Crítica | A beleza na tragédia em ‘Se a Rua Beale Falasse’

Que Barry Jenkins sabe como produzir um resultado belo e fascinante não é novidade. Equiparando-se aos moldes de Moonlight, ganhador do Oscar de melhor filme em 2018, em Se a Rua Beale Falasse, o diretor entrega uma obra graciosa envolta em tons bucólicos e poéticos. E consegue fazê-lo mesmo abordando um tema lastimável que se perpetua em nossa sociedade até os dias atuais.

O filme, baseado no romance homônimo de James Baldwin, lançado em 1974, trata do amor interrompido. Mas diferente de tantas histórias, nesta nossos heróis são prejudicados pela triste realidade que assola os Estados Unidos nos anos 70 (realidade tal que permanece ainda hoje), o preconceito racial.
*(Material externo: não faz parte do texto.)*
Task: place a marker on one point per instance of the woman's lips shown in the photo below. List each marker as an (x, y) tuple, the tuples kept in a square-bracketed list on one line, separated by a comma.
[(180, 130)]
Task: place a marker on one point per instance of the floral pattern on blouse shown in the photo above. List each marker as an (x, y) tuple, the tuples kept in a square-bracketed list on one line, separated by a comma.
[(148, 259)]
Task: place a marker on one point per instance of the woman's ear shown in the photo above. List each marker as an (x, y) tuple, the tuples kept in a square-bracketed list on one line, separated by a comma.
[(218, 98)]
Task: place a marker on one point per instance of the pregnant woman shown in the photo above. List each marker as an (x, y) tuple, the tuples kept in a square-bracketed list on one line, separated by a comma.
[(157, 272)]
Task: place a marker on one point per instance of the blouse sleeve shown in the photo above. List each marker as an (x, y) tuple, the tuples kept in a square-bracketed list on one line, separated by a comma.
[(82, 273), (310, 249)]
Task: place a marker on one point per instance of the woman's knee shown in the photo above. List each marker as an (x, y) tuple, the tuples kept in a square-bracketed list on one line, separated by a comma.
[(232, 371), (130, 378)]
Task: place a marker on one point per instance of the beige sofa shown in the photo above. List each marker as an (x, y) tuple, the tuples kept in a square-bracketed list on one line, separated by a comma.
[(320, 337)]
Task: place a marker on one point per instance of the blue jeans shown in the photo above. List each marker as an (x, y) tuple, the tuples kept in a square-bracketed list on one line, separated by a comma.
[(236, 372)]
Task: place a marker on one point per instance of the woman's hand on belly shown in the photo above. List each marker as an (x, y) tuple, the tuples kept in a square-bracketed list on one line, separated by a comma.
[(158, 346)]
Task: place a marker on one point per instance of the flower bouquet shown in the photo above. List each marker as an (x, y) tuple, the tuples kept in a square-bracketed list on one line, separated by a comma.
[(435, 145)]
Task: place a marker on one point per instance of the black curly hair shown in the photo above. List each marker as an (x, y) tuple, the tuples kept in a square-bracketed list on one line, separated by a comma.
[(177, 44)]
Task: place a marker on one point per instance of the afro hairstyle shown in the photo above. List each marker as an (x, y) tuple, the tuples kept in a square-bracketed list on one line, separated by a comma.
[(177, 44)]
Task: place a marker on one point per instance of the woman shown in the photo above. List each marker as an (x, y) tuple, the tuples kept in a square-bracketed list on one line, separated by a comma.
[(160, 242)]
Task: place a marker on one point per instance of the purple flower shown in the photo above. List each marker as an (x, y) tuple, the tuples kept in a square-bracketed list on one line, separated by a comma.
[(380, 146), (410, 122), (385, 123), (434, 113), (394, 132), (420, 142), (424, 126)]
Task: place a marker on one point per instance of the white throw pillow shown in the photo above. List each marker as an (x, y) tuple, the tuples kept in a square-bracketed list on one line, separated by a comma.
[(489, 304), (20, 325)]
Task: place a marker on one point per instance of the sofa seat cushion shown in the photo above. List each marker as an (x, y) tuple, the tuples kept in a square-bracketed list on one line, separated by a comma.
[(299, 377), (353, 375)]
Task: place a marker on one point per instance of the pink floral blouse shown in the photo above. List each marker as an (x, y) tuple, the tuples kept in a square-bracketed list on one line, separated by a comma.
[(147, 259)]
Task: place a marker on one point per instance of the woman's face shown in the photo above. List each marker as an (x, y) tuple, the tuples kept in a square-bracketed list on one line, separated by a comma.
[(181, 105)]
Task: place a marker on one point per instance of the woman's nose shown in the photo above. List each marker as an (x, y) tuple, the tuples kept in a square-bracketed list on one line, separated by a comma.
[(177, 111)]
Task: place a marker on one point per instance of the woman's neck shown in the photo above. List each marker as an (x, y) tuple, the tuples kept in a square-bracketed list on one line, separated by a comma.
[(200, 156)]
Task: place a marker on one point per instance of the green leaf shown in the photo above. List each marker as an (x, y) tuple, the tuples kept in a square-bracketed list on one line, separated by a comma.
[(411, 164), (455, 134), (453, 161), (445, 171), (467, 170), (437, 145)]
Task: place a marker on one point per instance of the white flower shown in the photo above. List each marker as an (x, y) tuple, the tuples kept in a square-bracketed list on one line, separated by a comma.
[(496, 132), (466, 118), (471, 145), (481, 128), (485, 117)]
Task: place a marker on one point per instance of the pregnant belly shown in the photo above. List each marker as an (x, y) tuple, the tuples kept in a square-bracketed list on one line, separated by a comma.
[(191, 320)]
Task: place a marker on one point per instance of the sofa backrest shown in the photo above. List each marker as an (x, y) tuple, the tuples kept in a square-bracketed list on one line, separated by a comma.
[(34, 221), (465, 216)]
Os protagonistas são Tish (Kiki Layne), que está grávida, e Fonny (Stephan James) que está na prisão. Amigos desde a infância, os personagens precisam lidar com a injusta violência policial e a acusação de um crime que Fonny não cometeu. Com imagens intercaladas de passado e presente, podemos nos apaixonar também pela relação dos dois, tão pura e delicada.

Em Se a Rua Beale Falasse, vemos beleza na tragédia. É um filme extremamente bonito esteticamente e tudo é construído de forma admirável para aludir ao formato conto de fadas. As cores saturadas, ênfase para o vermelho e amarelo, trazem vida ao filme e à história. O colorido contrasta com fotos em preto e branco utilizadas para dar um tom documental às situações representadas.

Um destaque especial à direção de arte, figurino, fotografia e trilha sonora, que casam perfeitamente e são os responsáveis pela linguagem encantadora do filme. A obra é um deleite para os olhos com frames que poderiam ser facilmente fotografias e enquadramentos com os personagens sempre centralizados de modo simétrico e harmônico.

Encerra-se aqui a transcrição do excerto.